Time-to-Fill vs. Time-to-Hire: What's the Difference?
The two terms are often used interchangeably but measure different intervals. Time-to-fill starts the clock when the requisition is approved and opened — it includes the time it takes to post the job, source, screen, interview, and receive an accepted offer. Time-to-hire starts later: from the moment a specific candidate enters the pipeline to offer acceptance. Time-to-hire reflects recruiter and process efficiency after the candidate is identified. Time-to-fill reflects the full cost of the hiring cycle, including any lag between headcount approval and job posting.

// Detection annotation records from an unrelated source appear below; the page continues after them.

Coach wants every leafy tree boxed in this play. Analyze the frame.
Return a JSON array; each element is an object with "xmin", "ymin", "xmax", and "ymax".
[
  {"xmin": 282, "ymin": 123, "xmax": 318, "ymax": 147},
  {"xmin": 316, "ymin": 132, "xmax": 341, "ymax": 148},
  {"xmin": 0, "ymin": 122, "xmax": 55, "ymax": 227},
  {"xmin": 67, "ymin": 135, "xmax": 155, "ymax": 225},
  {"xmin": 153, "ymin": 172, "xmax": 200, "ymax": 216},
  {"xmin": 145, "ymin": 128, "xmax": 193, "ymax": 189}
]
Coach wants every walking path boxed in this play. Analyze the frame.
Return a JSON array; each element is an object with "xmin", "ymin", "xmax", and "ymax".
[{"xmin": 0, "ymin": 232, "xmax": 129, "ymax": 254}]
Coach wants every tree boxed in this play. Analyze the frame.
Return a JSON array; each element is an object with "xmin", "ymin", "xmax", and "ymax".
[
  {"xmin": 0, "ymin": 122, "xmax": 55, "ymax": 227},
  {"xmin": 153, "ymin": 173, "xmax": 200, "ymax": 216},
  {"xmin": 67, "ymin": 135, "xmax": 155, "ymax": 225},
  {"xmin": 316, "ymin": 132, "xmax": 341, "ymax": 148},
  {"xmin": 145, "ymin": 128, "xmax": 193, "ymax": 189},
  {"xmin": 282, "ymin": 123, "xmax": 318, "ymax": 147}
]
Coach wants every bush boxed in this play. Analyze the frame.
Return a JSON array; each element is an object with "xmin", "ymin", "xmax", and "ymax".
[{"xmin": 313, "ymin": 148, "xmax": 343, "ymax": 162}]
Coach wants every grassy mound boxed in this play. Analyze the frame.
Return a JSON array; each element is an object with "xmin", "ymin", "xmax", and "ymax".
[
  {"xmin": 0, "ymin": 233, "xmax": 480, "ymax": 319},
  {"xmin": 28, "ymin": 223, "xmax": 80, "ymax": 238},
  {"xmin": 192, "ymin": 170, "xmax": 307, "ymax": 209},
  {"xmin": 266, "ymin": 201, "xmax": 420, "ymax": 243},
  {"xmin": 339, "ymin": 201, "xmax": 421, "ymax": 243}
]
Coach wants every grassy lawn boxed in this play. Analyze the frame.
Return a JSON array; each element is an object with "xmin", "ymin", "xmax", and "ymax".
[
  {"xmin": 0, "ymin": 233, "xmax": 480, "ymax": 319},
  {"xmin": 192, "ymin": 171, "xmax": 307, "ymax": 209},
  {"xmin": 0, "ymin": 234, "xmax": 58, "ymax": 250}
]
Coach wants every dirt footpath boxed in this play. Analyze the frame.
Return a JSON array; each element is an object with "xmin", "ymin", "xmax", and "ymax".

For budgeting and workforce planning, time-to-fill is the more complete and consequential number. A role that takes 60 days from requisition approval to acceptance — even if the candidate moved through interviews in 12 days — carries 60 days of vacancy cost, not 12.
What Drives Time-to-Fill?
SHRM's Talent Access Benchmarking data breaks the hiring timeline into stages. From job posting to screening started: 5 days median. Screening applicants: 5 days. Conducting interviews: 7 days. Making the final decision and extending an offer: 4 days. Offer to acceptance: 2 days. That accounts for 23 days of candidate-facing activity — but total time-to-fill is 44 days. The gap is pre-posting lag: the 7–19 days between requisition opening and the job going live, driven by internal approvals, job description drafting, and hiring manager alignment.
Sourcing strategy also heavily influences time-to-fill. Breezy HR's Source of Hire data shows employee referrals fill in approximately 29 days on average — 34% faster than the median — because they arrive pre-screened and pre-motivated. Job boards average 39 days. Career-site direct applicants average 55 days, despite strong conversion once in the funnel.
Benchmarks by Role Type
Time-to-fill varies significantly by role complexity. Technical and engineering roles routinely exceed 60 days, with Huntr's Q2 2025 analysis of 461,000 applications finding a median of 68.5 days for technical roles. Executive searches run even longer — SHRM's executive median is 60 days at the 50th percentile, 90 days at the 75th. High-volume operational and administrative roles can close in 15–21 days when process automation is applied.
Why Time-to-Fill Is a Business Metric, Not Just an HR Metric
At a salary of $80,000 for a mid-level role, a 44-day vacancy costs roughly $15,000 in lost productivity — before accounting for team overtime, manager distraction, or candidate experience damage. For revenue-generating roles like sales, the daily cost can be 2–3x the salary equivalent. That math is why CFOs have started treating time-to-fill as a profit-and-loss line item, not an HR operational stat.
Organizations in the top quartile of time-to-fill performance — those closing at 28 days or fewer — typically combine proactive pipeline building, structured intake meetings, and outbound sourcing automation to compress the pre-posting and sourcing phases where most time is lost.
UPPER was designed specifically to compress time-to-fill: launch a role, and UPPER begins multi-channel outreach the same day while simultaneously surfacing ranked candidates from your existing pipeline. See how talent leaders are using automation to hit 28-day targets →
How to Improve Your Time-to-Fill
- Eliminate pre-posting lag. Run req approval and job description drafting in parallel. Every day between approval and posting is pure vacancy cost with no sourcing activity.
- Build proactive pipelines before roles open. Organizations with warm talent pipelines reduce sourcing time by 30–50% versus starting cold.
- Standardize intake meetings. The fastest-closing roles have a documented must-have criteria list before sourcing begins.
- Automate screening and scheduling. Manual scheduling alone adds 5–8 days to most hiring timelines.
- Set hiring-manager SLAs. Requiring feedback within 48 hours of resume submission cuts review lag — often 7–10 days in unmanaged processes — by more than half.